Boundary Fidelity and Entanglement in the symmetry protected topological phase of the SSH model

TL;DR

This paper investigates boundary effects and entanglement properties in the topological phase of the SSH model, revealing boundary-localized entanglement and phase transitions using analytical and numerical methods.

Contribution

It provides a detailed analysis of boundary contributions to fidelity susceptibility and entanglement in the SSH model, including effects of interactions and phase transitions.

Findings

Boundary fidelity susceptibility differs between topological and trivial phases.

Entanglement spectrum and entropy match field theory predictions for bulk and boundary cases.

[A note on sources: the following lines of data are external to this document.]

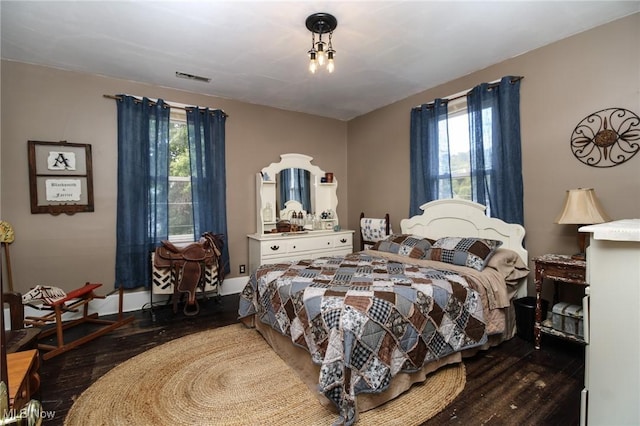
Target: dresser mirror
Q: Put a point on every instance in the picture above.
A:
(295, 189)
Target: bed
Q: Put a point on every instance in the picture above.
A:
(361, 329)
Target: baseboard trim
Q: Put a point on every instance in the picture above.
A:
(133, 301)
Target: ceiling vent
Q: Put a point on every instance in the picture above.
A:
(192, 77)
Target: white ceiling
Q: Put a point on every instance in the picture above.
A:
(256, 51)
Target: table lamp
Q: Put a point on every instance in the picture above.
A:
(581, 207)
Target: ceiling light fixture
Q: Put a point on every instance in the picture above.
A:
(321, 53)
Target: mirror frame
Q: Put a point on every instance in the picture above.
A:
(323, 195)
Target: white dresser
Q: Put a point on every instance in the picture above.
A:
(274, 248)
(612, 373)
(267, 246)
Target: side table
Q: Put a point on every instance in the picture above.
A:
(556, 268)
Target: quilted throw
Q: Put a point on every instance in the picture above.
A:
(363, 319)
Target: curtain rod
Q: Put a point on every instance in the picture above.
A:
(490, 86)
(119, 98)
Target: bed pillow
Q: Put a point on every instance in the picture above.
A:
(463, 251)
(404, 245)
(509, 264)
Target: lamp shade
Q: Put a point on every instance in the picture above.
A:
(581, 207)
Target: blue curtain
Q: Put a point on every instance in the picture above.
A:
(496, 158)
(206, 133)
(143, 183)
(295, 184)
(429, 155)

Interaction induces a phase transition to a trivial charge-density wave phase.

Abstract

We present a detailed study of the fidelity, the entanglement entropy, and the entanglement spectrum, for a dimerized chain of spinless fermions---a simplified Su-Schrieffer-Heeger (SSH) model---with open boundary conditions which is a well-known example for a model supporting a symmetry protected topological (SPT) phase. In the non-interacting case the Hamiltonian matrix is tridiagonal and the eigenvalues and -vectors can be given explicitly as a function of a single parameter which is known analytically for odd chain lengths and can be determined numerically in the even length case. From a scaling analysis of these data for essentially semi-infinite chains we obtain the fidelity susceptibility and show that it contains a boundary contribution which is different in the topologically ordered than in the topologically trivial phase. For the entanglement spectrum and entropy we confirm predictions from massive field theory for a block in the middle of an infinite chain but also consider blocks containing the edge of the chain. For the latter case we show that in the SPT phase additional entanglement---as compared to the trivial phase---is present which is localized at the boundary. Finally, we extend our study to the dimerized chain with a nearest-neighbour interaction using exact diagonalization, Arnoldi, and density-matrix renormalization group methods and show that a phase transition into a topologically trivial charge-density wave phase occurs.